4. Transfer from Physical to Demat Mode
Mutual fund units can also be transferred from physical mode (where you hold a statement of account) to demat mode, which provides better flexibility and easier management of investments.
How to Transfer:
- Dematerialization Request Form (DRF): The investor needs to fill out a DRF with their DP and attach their mutual fund account statement.
- Submit to AMC/Registrar: The DP will process the form and submit the necessary information to the mutual fund AMC or the registrar (such as CAMS or KFintech).
- Units Credited in Demat Form: Once the process is completed, the mutual fund units will reflect in the investor’s demat account.
5. Transfer of Mutual Funds Between Different Brokers or AMCs
Investors may want to transfer mutual funds between different brokers or from one AMC to another. Although mutual funds cannot be transferred directly from one AMC to another, units can be transferred between brokers if held in demat form.
If the mutual funds are held with an AMC directly and you wish to shift them to another AMC or broker, you can redeem the units from the first AMC and reinvest the redeemed amount into the mutual funds of the second AMC or through another broker. This, however, involves capital gains taxes and exit loads, which must be carefully considered.

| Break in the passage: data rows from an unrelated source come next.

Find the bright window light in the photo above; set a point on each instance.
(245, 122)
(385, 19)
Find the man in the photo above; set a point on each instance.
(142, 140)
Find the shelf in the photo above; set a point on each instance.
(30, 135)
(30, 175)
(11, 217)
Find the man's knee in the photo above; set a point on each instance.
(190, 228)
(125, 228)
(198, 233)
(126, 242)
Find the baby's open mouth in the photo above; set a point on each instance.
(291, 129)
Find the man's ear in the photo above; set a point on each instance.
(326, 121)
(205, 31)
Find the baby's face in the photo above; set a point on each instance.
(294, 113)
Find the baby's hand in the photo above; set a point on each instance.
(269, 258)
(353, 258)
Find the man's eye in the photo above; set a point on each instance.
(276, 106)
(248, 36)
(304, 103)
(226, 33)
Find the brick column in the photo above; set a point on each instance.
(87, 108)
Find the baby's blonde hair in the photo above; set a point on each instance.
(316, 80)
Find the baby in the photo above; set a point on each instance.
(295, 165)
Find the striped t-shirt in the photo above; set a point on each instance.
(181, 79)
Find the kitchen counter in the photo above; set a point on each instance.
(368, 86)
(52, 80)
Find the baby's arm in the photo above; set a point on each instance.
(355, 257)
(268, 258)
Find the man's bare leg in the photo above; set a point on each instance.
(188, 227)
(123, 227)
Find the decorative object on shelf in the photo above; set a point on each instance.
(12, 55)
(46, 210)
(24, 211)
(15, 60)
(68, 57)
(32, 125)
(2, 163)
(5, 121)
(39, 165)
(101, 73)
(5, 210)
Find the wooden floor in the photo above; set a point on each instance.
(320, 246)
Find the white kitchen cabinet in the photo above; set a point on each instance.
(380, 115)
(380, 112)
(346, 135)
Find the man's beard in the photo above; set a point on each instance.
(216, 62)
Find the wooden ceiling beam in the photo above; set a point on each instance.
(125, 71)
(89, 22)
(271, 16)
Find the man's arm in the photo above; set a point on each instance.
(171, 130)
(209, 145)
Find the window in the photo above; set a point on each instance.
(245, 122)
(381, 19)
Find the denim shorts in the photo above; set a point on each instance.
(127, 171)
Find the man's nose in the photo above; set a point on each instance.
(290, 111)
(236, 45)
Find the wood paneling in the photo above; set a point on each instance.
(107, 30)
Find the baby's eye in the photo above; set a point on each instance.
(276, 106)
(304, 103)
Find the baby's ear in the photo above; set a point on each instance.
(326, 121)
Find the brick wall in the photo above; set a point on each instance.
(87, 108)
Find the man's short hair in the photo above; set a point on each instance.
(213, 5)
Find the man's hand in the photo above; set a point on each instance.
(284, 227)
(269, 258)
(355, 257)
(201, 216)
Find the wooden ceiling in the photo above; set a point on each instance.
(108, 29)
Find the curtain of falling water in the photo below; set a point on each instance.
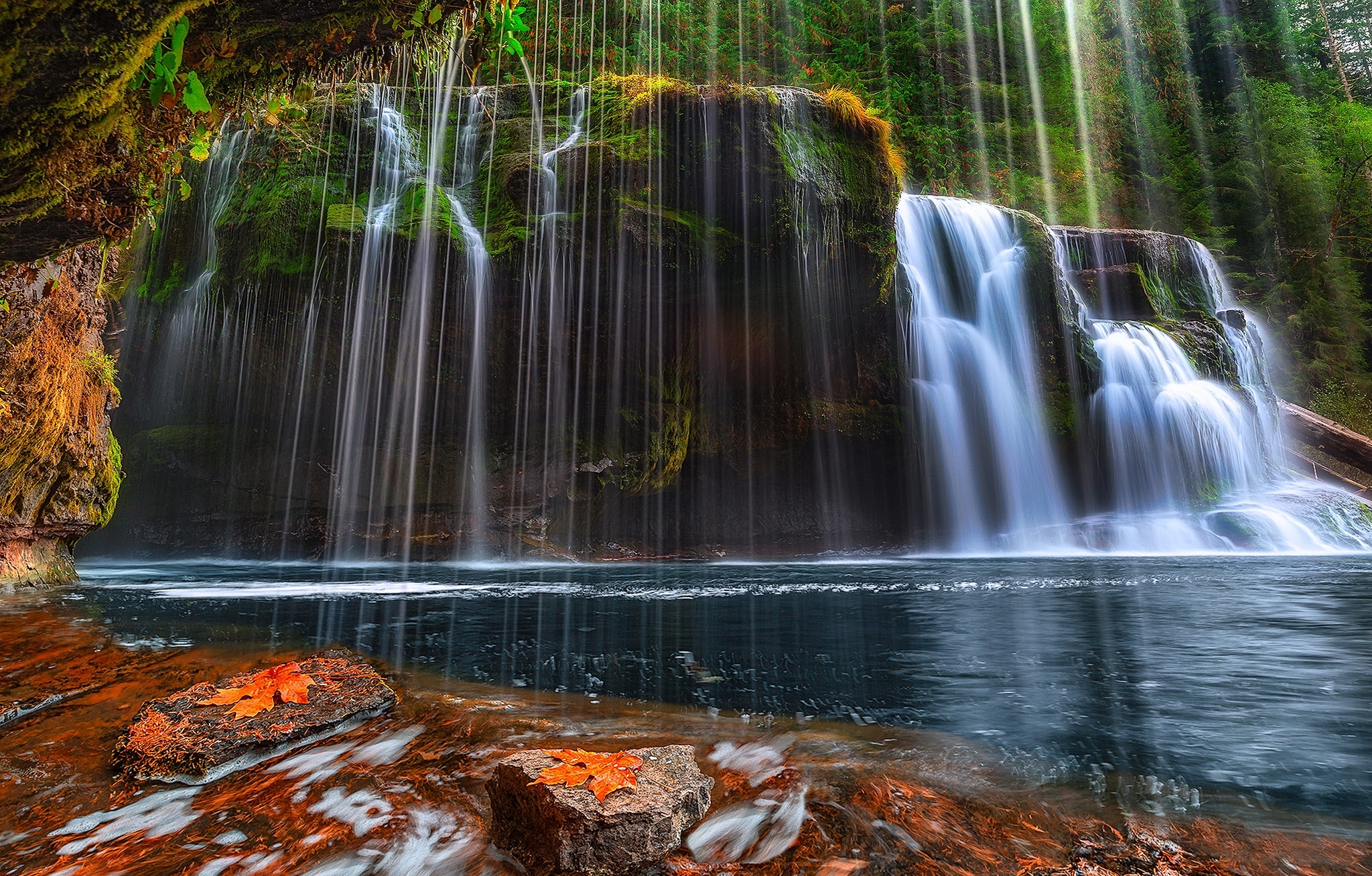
(988, 473)
(1184, 460)
(361, 466)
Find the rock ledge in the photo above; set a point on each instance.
(556, 830)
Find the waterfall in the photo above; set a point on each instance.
(360, 464)
(988, 471)
(667, 324)
(472, 491)
(1188, 460)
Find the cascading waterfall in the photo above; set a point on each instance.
(989, 474)
(1187, 462)
(472, 492)
(358, 463)
(678, 345)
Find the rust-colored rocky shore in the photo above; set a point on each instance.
(405, 793)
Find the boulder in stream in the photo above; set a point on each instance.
(555, 830)
(180, 738)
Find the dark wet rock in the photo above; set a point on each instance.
(1116, 292)
(1169, 268)
(560, 830)
(178, 739)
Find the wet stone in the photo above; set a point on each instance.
(559, 830)
(179, 739)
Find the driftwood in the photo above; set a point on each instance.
(1338, 441)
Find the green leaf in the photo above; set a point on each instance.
(194, 95)
(157, 90)
(179, 32)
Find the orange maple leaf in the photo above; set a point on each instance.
(607, 772)
(261, 691)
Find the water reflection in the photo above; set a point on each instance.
(1243, 673)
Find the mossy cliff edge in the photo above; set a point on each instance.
(60, 463)
(82, 153)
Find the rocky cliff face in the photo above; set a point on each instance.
(60, 463)
(691, 344)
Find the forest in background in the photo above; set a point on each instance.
(1246, 124)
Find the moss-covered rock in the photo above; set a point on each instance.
(82, 154)
(61, 467)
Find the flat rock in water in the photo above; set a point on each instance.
(560, 830)
(178, 739)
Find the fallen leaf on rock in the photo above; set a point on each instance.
(261, 691)
(607, 772)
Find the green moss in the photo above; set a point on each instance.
(169, 288)
(110, 479)
(346, 217)
(1205, 344)
(172, 446)
(102, 370)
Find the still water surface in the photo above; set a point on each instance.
(1234, 673)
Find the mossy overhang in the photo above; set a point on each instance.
(78, 149)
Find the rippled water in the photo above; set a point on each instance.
(1243, 674)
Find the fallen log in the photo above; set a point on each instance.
(1338, 441)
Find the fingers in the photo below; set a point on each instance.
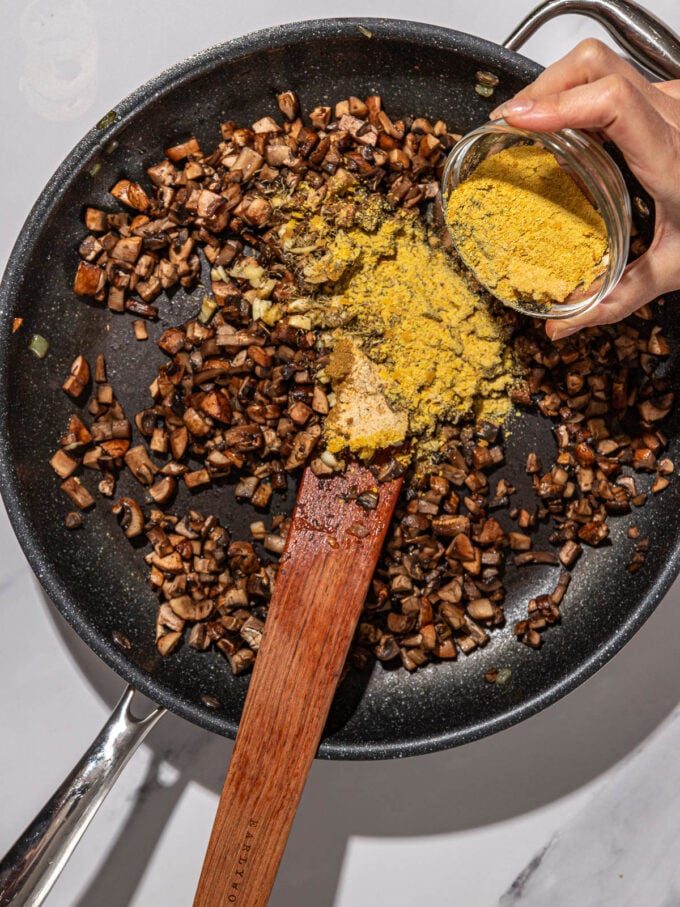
(618, 108)
(587, 62)
(669, 89)
(648, 277)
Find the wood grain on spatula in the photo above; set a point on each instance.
(321, 585)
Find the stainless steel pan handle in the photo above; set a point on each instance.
(648, 41)
(32, 865)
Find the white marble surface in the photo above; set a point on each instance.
(453, 828)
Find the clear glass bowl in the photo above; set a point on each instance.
(593, 169)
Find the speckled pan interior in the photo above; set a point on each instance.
(98, 580)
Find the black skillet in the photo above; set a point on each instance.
(98, 581)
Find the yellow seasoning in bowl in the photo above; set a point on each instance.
(526, 229)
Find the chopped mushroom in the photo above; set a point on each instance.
(77, 492)
(131, 517)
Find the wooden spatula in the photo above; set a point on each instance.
(331, 552)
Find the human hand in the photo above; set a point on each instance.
(594, 88)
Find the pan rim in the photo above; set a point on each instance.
(47, 572)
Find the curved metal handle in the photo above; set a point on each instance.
(31, 867)
(648, 41)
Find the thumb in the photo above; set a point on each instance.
(642, 281)
(616, 107)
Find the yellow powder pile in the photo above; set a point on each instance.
(361, 420)
(440, 351)
(524, 227)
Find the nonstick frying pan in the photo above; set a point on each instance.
(98, 581)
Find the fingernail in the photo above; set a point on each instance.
(559, 333)
(513, 108)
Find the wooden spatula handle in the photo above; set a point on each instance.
(331, 553)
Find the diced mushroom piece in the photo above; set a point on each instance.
(570, 553)
(96, 220)
(251, 632)
(248, 162)
(241, 661)
(188, 609)
(288, 104)
(183, 149)
(196, 478)
(89, 280)
(216, 405)
(163, 489)
(140, 465)
(127, 249)
(77, 492)
(481, 609)
(131, 517)
(131, 194)
(73, 520)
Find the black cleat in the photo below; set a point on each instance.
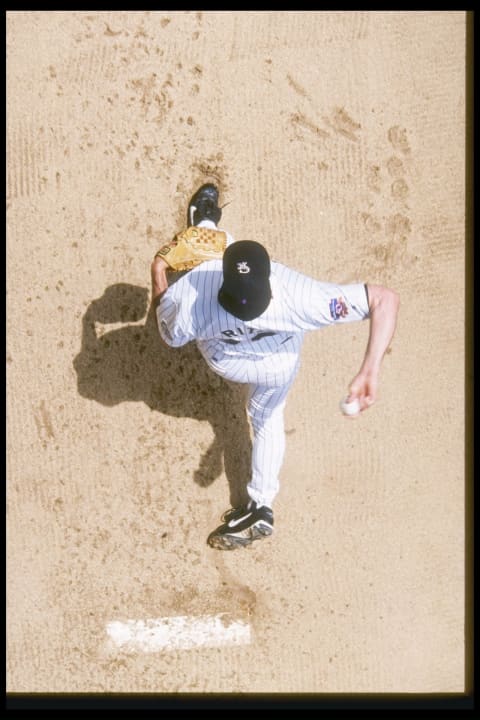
(204, 206)
(242, 526)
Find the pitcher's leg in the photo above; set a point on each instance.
(266, 412)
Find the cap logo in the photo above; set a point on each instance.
(243, 267)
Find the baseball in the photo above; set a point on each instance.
(350, 408)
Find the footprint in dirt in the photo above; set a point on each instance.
(131, 363)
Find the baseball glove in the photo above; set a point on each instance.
(193, 246)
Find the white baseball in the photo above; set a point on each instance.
(351, 408)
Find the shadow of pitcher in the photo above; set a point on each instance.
(132, 363)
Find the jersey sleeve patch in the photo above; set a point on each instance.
(338, 308)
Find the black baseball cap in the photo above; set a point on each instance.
(246, 291)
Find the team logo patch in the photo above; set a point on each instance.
(243, 267)
(338, 308)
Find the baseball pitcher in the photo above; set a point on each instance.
(248, 316)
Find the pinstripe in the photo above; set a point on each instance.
(263, 353)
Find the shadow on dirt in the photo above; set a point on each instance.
(132, 363)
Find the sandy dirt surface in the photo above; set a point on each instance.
(337, 140)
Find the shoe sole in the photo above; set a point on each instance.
(232, 542)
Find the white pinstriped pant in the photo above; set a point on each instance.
(268, 381)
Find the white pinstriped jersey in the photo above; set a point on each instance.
(190, 310)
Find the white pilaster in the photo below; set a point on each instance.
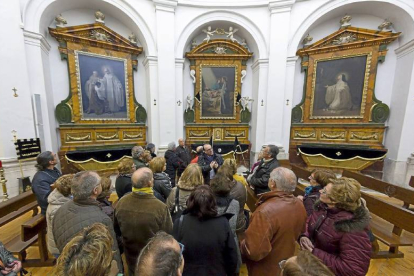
(37, 57)
(287, 107)
(275, 104)
(151, 69)
(260, 70)
(179, 95)
(165, 34)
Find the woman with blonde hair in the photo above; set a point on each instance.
(189, 180)
(59, 196)
(317, 180)
(337, 231)
(123, 183)
(162, 183)
(237, 191)
(88, 253)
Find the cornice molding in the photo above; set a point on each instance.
(405, 49)
(36, 39)
(281, 6)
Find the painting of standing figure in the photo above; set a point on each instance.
(218, 95)
(339, 87)
(103, 87)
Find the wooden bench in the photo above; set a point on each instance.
(32, 231)
(400, 217)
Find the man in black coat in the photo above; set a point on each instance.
(209, 162)
(173, 162)
(259, 179)
(184, 154)
(46, 175)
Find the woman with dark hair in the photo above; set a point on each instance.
(317, 180)
(46, 175)
(123, 183)
(162, 183)
(337, 231)
(221, 186)
(209, 243)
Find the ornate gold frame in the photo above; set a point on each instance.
(364, 90)
(235, 104)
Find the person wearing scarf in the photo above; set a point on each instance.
(317, 180)
(139, 215)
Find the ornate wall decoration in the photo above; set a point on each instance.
(101, 89)
(339, 103)
(217, 67)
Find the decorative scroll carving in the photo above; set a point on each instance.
(304, 136)
(240, 134)
(333, 137)
(362, 137)
(132, 136)
(103, 137)
(70, 138)
(194, 134)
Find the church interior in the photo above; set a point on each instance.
(329, 84)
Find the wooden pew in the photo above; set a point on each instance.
(32, 231)
(400, 217)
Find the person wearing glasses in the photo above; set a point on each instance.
(83, 211)
(275, 226)
(162, 256)
(209, 161)
(317, 180)
(210, 248)
(259, 179)
(337, 231)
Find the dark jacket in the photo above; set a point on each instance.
(260, 178)
(106, 207)
(73, 216)
(239, 193)
(173, 163)
(139, 163)
(138, 217)
(123, 185)
(205, 165)
(309, 200)
(162, 186)
(275, 225)
(41, 186)
(209, 246)
(184, 155)
(341, 241)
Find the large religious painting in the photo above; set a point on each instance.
(340, 86)
(103, 87)
(218, 92)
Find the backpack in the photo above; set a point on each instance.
(178, 210)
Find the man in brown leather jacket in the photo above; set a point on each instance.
(275, 225)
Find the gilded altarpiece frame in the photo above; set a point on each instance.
(217, 112)
(339, 107)
(101, 111)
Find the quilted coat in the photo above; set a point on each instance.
(341, 241)
(56, 200)
(275, 225)
(73, 216)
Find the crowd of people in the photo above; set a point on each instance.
(181, 216)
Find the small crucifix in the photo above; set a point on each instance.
(15, 90)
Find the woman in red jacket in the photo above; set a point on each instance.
(336, 232)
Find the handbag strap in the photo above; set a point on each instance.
(177, 199)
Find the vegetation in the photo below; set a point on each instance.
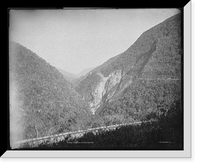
(149, 89)
(47, 103)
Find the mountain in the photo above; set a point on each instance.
(142, 82)
(68, 76)
(42, 102)
(85, 71)
(74, 78)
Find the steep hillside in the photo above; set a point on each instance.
(68, 76)
(42, 102)
(145, 80)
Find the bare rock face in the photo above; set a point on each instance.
(145, 78)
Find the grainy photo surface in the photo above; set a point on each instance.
(96, 79)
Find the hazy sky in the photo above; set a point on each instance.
(74, 40)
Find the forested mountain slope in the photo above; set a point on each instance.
(42, 102)
(145, 80)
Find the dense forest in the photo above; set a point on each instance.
(43, 102)
(143, 83)
(144, 80)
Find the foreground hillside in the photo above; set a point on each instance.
(142, 82)
(166, 133)
(42, 102)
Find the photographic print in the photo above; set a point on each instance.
(96, 79)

6. Transfer of Mutual Funds in Case of Gift or Donation
In India, transferring mutual funds as a gift or donation is possible but with limitations. Generally, you can transfer mutual funds to family members like spouses or children, provided they are held in demat form.
Steps to Transfer as a Gift:
- Fill the DIS Form: Specify the units to be transferred and the recipient’s demat account details.
- Submit to DP: The DP will execute the transfer upon verification.
Please note that such a transfer may have tax implications depending on the nature of the relationship between the donor and the recipient.
7. Transfer in Case of a Will or Succession
When mutual funds are part of an estate being distributed through a will or succession, the process of transferring ownership to the rightful heirs can be complex. It involves probate proceedings or legal certifications like a succession certificate.
Required Documents:
- A certified copy of the will or succession certificate.
- A request form for transmission of mutual funds.
- The claimant’s KYC and bank details.
The AMC will process the transfer once all documents are verified.
Tax Implications of Transferring Mutual Funds
It’s important to understand that transferring mutual funds could trigger tax liabilities in certain cases. Here are some scenarios:
- Transfer due to inheritance or nominee claims: This is not considered a “sale” or “transfer” from a tax perspective, so no capital gains tax applies.
- Transfer between demat accounts: If the ownership remains the same, no tax is applicable.
- Redemption and reinvestment: If you redeem units before transferring, capital gains tax may apply based on the tenure of the investment (short-term or long-term gains).
Final Considerations Before Transfer
Before initiating any transfer, it’s important to keep the following in mind:
- Ensure all KYC details are updated for the recipient.
- Verify if the transfer will result in any exit loads or capital gains taxes.
- Ensure the recipient’s demat or bank account is ready to accept the transferred units.